Methods used to initiate a referendum are open to discussion. Care must be taken that the country does not end up with too many referendum or too few. A bar such as signatures of 5% of the registered voters may be set. Alternatively States may apply to initiate the referendum. Perhaps, if 15% of the states submit an application with the same exact wording, this would place the measure on the ballot. A grass roots effort may be more cumbersome and expensive but we must consider than State lawmakers may be influenced by the special-interest union and may choose to not initiate the referendum.
In theory, referendums could be held every year, every two years, or every four years. The number of referendums on the ballot will be limited. Care must be taken as to not put the same failed measure on the ballot in consecutive elections.
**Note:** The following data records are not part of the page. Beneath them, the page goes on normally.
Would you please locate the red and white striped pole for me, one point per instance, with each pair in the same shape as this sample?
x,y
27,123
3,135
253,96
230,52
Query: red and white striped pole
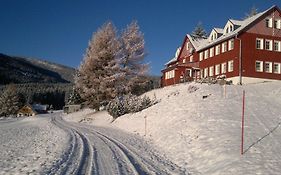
x,y
243,113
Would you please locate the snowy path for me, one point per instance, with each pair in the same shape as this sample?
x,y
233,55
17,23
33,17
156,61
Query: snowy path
x,y
95,150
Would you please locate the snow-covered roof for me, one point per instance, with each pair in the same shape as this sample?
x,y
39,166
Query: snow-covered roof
x,y
202,43
172,60
218,30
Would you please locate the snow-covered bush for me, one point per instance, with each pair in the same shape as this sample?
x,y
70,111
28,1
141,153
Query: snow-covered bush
x,y
128,104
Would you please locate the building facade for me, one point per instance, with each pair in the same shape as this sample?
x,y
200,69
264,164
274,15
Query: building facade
x,y
243,51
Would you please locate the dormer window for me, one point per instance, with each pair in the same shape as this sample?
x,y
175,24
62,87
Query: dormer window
x,y
268,22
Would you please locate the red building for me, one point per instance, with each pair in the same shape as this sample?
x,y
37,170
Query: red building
x,y
243,51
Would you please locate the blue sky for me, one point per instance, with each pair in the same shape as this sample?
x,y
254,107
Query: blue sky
x,y
59,30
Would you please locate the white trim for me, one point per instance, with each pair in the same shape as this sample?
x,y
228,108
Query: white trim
x,y
230,66
261,66
249,80
269,68
261,43
279,68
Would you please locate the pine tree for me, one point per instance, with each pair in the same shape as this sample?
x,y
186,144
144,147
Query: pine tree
x,y
74,97
199,31
132,55
9,101
98,73
253,11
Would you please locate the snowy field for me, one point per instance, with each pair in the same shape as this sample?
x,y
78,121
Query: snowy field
x,y
30,145
204,135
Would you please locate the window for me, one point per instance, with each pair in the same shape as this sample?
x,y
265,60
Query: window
x,y
200,56
206,54
211,71
259,43
275,24
268,22
217,69
277,46
268,44
223,68
268,67
170,74
224,45
187,45
218,49
191,58
278,26
206,72
276,68
259,66
230,66
212,52
231,44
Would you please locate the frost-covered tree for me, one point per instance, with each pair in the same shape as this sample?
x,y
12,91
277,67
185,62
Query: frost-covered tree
x,y
253,11
10,101
74,97
98,73
199,31
132,55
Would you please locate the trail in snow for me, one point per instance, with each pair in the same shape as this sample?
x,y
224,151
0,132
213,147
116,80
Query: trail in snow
x,y
95,150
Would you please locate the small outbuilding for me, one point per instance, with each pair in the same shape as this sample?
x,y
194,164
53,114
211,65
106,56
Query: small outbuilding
x,y
26,110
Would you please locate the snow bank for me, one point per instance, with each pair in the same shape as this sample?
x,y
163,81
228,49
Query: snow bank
x,y
204,135
30,146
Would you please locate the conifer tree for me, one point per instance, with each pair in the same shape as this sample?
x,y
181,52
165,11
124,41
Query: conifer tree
x,y
132,54
199,31
9,101
98,72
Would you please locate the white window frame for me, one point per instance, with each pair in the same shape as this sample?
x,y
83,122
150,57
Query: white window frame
x,y
278,24
206,54
269,22
230,66
270,67
200,56
279,68
206,72
212,52
211,71
223,47
217,71
261,66
218,49
223,68
191,58
261,43
231,44
270,44
279,46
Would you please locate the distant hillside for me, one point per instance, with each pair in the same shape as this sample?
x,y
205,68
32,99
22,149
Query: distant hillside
x,y
27,70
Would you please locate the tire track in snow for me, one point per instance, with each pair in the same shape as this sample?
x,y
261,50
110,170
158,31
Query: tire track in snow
x,y
78,159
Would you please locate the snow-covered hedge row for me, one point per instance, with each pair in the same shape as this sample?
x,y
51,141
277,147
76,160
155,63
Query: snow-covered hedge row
x,y
128,104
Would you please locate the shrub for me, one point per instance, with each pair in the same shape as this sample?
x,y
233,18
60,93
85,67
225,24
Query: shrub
x,y
128,104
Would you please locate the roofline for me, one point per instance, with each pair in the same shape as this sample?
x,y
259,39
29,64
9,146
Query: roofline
x,y
242,30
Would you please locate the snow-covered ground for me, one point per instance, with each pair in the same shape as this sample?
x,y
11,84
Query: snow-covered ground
x,y
204,135
30,145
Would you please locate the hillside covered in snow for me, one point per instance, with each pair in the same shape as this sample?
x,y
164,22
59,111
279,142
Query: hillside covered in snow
x,y
203,135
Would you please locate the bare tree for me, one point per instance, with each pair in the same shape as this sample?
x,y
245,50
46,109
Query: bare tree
x,y
98,72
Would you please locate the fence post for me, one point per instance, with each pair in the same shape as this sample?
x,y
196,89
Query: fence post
x,y
243,113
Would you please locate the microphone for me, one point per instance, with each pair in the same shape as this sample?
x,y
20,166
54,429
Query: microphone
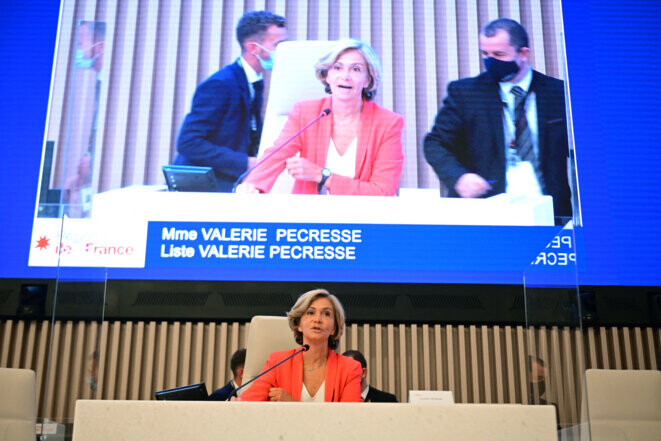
x,y
245,174
303,348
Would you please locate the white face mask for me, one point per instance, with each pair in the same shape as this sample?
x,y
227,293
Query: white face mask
x,y
82,62
266,64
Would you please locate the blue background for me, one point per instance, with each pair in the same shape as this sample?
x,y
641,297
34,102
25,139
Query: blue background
x,y
614,64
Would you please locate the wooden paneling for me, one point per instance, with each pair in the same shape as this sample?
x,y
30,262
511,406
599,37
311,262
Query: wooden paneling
x,y
479,364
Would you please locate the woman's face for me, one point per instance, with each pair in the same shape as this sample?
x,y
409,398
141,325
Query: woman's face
x,y
348,76
318,321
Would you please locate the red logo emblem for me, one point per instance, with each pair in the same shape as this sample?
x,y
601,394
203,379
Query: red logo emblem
x,y
43,243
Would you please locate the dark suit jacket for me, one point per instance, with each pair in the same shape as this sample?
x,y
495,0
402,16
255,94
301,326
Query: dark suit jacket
x,y
216,132
467,136
223,393
377,396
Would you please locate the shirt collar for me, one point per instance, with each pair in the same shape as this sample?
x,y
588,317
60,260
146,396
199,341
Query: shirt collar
x,y
364,393
251,74
524,83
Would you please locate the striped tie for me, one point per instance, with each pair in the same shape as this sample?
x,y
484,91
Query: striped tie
x,y
522,136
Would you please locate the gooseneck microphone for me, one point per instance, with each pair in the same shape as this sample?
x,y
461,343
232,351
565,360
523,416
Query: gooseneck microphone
x,y
245,174
303,348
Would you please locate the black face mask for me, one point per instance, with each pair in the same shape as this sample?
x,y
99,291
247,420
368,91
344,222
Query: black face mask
x,y
537,389
500,70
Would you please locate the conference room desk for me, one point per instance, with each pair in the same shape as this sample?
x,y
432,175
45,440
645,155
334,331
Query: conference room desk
x,y
97,420
413,207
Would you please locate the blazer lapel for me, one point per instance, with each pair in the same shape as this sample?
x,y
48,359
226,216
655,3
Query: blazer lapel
x,y
495,112
331,376
321,134
364,130
297,377
241,82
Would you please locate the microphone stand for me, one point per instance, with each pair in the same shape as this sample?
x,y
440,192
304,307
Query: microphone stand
x,y
303,348
277,149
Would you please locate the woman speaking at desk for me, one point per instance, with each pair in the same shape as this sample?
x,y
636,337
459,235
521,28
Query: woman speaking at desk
x,y
319,374
355,150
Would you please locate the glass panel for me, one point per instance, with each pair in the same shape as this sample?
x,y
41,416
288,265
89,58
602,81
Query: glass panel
x,y
69,181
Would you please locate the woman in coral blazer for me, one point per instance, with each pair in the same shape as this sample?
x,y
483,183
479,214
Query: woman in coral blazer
x,y
355,150
319,374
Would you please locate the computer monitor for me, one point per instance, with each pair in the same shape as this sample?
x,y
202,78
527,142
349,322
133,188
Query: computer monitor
x,y
190,178
192,392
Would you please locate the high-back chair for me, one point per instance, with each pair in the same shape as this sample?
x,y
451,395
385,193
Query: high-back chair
x,y
18,408
293,80
267,334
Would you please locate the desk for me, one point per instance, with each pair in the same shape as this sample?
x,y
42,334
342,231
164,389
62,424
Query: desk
x,y
97,420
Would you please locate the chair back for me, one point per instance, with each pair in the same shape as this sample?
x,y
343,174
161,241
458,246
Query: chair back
x,y
623,404
293,80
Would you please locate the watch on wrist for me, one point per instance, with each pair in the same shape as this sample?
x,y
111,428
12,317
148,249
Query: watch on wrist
x,y
325,174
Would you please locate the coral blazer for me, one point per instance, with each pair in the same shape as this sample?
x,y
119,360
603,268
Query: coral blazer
x,y
379,157
342,381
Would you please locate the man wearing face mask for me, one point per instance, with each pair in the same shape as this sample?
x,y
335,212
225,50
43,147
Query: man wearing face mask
x,y
504,130
224,125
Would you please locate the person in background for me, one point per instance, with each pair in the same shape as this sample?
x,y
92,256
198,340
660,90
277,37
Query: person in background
x,y
319,374
504,130
223,128
356,150
237,362
369,393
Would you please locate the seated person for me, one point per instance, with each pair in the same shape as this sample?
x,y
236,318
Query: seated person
x,y
356,150
320,374
237,362
369,393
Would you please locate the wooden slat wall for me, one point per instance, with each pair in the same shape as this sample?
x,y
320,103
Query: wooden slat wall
x,y
479,364
157,51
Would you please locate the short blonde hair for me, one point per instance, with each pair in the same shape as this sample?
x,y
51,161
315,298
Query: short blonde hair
x,y
371,59
302,305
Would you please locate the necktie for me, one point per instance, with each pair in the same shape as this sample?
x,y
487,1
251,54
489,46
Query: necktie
x,y
256,106
522,137
256,117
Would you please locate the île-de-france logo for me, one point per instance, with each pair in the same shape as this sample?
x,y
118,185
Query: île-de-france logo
x,y
43,243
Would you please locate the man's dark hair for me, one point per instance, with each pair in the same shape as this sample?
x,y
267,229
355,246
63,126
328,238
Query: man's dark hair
x,y
255,23
238,360
517,33
356,355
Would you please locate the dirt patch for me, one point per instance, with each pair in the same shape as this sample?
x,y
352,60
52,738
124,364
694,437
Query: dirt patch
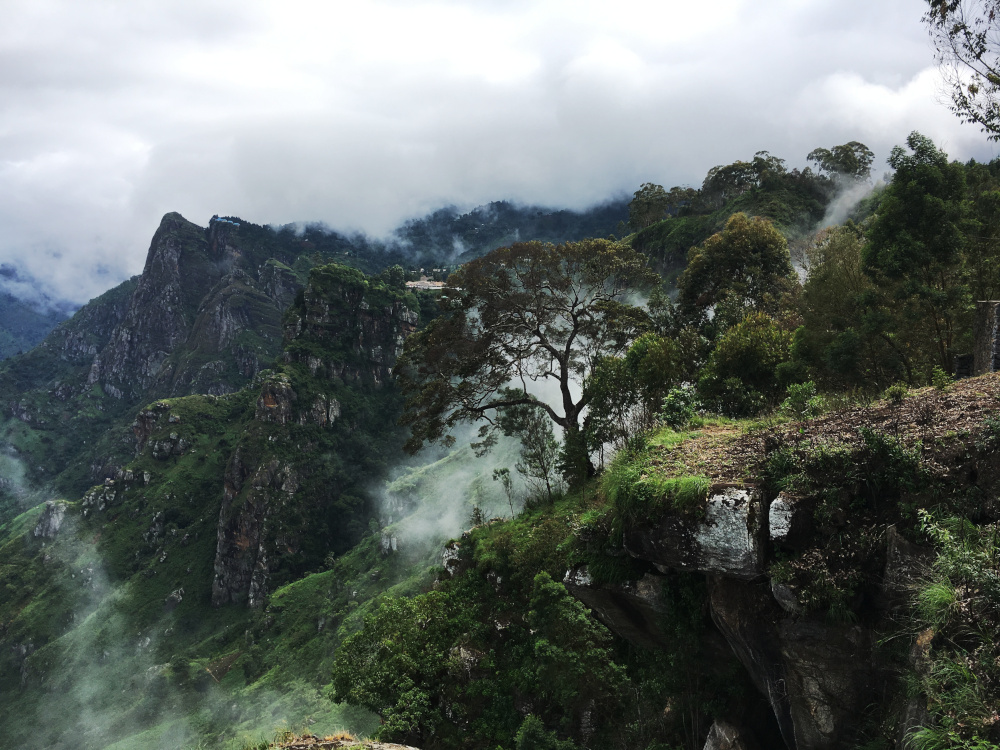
x,y
942,422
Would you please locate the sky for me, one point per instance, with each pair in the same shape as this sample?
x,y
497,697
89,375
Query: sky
x,y
364,114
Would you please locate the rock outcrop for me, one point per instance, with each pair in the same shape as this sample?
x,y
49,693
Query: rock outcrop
x,y
727,538
51,519
344,330
816,674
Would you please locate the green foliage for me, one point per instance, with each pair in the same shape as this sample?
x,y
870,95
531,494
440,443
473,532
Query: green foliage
x,y
967,50
802,401
525,312
941,380
539,448
679,407
638,492
742,376
956,613
532,735
625,391
743,269
914,254
851,160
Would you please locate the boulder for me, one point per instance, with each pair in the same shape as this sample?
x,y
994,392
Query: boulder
x,y
725,540
817,676
790,521
631,609
51,519
726,736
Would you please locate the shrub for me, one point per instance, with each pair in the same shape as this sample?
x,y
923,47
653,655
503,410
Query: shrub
x,y
679,407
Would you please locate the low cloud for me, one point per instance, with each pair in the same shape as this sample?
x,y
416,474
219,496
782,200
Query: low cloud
x,y
364,115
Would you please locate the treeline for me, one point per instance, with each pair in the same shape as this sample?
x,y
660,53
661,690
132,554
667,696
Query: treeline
x,y
664,224
884,298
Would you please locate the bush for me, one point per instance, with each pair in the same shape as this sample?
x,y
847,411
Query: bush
x,y
802,401
679,407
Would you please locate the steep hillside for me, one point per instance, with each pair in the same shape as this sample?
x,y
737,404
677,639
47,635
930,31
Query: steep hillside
x,y
154,578
820,584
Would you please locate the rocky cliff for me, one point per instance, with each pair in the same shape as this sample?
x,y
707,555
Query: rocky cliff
x,y
812,564
204,316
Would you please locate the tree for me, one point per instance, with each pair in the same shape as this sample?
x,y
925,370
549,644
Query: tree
x,y
841,342
539,447
744,267
627,391
520,314
649,205
915,252
851,160
743,373
968,50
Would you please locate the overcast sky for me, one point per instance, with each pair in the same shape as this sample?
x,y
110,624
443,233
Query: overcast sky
x,y
362,114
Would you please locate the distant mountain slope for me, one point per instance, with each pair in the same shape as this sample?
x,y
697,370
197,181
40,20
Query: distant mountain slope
x,y
447,235
24,324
A referendum cannot change the constitution but it can alter its interpretation. From this perspective it can overrule the Supreme Court. But Congress may still overrule a successful referendum. Congress cannot overrule the Supreme Court. It’s a system of checks and balances. The President has veto power over Congress but the final power lies with Congress because it can override the veto. The President cannot overrule the results of a successful referendum. The 60% plurality is stronger than a congressional vote and effectively is already strong enough to override a potential Presidential veto.
Selling the referendum
Line up all of the completed proposals that could be voted on;
Direct election of the President
Reduce prescription drug costs
Campaign finance reform
Overturn Roe v Wade
Prayer in public schools
Climate change legislation
Then get those organizations to promote the 21st Century democracy proposal through and Article V convention.